What’s your favorite part of your job?
I love completing a project and seeing the impact on the homeowner. For example, we installed a wheelchair ramp for a recent amputee in Farmington who had basically been trapped in his home. Every time he had to go to a doctor’s appointment or leave the home, three adults had to carry him out down the home’s exterior stairs. When he could finally roll down the ramp that we built, there wasn’t a dry eye in the group!
What’s your favorite band (or food if you don’t like music)?

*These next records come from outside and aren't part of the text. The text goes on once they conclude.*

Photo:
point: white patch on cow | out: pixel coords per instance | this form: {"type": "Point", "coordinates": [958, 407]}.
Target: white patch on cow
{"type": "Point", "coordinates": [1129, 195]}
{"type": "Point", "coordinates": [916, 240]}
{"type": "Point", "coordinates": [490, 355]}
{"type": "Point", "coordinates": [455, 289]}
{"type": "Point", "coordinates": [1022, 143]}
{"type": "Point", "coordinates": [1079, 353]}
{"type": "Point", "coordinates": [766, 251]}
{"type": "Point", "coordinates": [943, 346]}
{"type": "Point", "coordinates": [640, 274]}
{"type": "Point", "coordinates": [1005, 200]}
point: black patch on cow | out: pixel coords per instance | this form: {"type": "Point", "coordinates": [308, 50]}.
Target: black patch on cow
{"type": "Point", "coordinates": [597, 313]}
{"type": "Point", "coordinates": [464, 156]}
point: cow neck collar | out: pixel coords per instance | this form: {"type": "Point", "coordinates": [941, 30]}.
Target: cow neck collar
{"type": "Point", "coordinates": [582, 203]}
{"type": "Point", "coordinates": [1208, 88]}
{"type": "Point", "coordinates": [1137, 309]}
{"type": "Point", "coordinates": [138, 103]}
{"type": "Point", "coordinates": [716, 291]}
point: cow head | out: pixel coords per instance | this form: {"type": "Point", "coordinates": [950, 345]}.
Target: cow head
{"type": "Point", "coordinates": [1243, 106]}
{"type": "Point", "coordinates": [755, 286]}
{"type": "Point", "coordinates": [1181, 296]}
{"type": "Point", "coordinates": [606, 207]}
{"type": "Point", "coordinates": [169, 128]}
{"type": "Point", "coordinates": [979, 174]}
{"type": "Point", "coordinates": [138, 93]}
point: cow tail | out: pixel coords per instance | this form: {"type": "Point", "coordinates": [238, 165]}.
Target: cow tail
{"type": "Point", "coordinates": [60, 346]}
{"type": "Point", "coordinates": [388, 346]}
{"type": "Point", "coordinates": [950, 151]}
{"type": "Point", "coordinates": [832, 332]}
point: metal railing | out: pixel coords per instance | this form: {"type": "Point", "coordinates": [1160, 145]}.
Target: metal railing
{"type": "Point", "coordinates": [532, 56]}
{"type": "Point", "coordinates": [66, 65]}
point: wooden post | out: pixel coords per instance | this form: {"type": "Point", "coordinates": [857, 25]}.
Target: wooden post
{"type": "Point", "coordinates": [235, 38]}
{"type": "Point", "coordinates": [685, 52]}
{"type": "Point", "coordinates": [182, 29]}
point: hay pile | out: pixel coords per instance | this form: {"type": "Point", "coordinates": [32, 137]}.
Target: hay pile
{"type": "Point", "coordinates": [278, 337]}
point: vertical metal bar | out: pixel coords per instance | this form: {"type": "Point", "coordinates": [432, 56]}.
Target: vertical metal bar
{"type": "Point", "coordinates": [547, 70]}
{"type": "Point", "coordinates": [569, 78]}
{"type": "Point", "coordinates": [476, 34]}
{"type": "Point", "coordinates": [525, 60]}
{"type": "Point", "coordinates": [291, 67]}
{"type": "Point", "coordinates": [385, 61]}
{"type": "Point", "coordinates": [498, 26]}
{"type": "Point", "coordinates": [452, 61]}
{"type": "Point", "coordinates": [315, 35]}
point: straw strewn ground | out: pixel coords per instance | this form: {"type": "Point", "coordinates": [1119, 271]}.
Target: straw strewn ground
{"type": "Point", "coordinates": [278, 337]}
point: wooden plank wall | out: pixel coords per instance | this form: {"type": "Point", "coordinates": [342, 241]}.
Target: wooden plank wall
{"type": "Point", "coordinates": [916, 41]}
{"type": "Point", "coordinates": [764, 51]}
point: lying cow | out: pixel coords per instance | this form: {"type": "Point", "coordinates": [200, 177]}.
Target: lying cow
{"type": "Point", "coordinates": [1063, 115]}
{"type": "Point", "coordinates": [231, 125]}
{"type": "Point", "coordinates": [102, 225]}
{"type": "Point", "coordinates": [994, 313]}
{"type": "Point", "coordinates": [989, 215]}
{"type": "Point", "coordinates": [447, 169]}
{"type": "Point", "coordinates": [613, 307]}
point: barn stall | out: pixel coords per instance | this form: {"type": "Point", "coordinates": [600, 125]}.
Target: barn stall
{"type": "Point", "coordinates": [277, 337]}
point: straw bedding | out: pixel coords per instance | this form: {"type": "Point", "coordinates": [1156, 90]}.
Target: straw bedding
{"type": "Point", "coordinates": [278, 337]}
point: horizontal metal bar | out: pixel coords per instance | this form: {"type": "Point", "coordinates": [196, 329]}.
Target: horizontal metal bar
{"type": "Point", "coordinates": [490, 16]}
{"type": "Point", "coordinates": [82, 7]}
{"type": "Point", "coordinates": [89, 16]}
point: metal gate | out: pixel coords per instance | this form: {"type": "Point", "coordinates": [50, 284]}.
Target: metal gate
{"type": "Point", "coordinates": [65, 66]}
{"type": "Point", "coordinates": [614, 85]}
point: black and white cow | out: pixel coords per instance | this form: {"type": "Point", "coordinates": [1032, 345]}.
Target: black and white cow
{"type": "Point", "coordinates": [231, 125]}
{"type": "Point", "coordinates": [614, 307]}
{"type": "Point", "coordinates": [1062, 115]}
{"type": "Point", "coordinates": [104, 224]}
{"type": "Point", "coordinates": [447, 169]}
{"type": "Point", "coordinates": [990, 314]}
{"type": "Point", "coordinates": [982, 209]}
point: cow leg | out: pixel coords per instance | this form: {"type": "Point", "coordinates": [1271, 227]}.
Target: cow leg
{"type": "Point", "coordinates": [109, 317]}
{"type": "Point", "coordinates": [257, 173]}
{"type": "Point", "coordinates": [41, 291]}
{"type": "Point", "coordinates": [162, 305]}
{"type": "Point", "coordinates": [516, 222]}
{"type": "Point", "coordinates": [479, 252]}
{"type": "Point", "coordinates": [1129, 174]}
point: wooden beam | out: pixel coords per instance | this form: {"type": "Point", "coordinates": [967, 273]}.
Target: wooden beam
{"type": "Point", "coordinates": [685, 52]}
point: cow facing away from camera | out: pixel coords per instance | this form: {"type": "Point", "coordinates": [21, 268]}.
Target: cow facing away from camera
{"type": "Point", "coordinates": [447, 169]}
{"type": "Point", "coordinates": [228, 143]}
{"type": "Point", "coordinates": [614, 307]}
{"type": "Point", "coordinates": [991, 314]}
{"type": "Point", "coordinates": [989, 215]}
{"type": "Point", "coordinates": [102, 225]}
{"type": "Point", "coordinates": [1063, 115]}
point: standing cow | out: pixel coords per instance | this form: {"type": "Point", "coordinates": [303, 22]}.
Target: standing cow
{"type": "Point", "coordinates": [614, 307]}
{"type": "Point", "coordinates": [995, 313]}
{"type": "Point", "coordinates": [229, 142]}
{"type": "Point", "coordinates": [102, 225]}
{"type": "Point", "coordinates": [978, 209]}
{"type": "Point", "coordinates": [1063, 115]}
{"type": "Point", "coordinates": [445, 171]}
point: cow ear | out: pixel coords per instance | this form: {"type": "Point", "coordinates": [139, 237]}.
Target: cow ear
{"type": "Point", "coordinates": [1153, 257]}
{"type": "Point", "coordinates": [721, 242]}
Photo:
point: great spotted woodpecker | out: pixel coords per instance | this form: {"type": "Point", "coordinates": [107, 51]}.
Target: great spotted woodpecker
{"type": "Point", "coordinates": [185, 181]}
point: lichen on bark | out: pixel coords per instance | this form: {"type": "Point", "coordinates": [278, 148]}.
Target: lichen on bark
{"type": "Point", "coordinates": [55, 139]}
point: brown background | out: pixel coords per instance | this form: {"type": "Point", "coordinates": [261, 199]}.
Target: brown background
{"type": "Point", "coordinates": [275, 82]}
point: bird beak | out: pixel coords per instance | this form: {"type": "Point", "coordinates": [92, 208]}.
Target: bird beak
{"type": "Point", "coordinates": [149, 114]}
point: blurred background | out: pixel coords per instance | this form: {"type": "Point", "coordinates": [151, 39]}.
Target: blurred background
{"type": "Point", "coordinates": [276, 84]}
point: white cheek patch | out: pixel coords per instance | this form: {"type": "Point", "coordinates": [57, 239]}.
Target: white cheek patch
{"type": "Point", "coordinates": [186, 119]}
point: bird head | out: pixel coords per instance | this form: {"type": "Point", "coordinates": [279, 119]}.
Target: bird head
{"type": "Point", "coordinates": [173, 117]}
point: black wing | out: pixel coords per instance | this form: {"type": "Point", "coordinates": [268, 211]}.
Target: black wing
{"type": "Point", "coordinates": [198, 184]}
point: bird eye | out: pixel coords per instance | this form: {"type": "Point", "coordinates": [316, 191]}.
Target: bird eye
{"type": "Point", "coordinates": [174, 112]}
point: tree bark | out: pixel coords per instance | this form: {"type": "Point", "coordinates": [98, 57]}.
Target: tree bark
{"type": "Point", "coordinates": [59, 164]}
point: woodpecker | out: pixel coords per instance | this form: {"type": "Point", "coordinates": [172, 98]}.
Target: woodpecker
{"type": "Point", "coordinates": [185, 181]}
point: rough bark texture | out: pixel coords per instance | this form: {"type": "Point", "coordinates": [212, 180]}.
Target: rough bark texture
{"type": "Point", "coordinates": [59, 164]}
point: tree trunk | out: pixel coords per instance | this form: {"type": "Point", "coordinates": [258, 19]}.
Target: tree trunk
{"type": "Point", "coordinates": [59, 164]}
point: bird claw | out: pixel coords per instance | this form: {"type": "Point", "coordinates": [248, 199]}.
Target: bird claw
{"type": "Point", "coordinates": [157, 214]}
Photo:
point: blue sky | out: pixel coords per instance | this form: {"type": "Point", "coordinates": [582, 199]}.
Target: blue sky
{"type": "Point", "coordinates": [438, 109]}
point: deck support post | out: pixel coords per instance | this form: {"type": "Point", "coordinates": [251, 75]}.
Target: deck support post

My wife is a very good cook of several different types of food. We have four children, ages 34, 30, 27, and 20, and three of them are adopted from Korea. When we first adopted our kids, we participated in a Korean Culture Camp that included cooking and eating authentic, traditional Korean dishes like Bulgogi. Bulgogi has since become one of my favorite foods. It’s thinly-sliced beef, marinated in a sauce of sesame oil, soy sauce and green onions, grilled, and then wrapped in a leaf of lettuce or a sheet of dried seaweed with a little rice and a touch of kimchee.
Is there anything people might be surprised to know about you?
I had a mid-career break from working in construction by working for an international refugee resettlement organization for several years.
Anything else you’d like to add?
I’ve learned a lot through my international travel and work, and I’ve realized that being of service as a volunteer is very important. You can make a positive impact in your home town or halfway across the world. Be open to giving of yourself and spend time volunteering.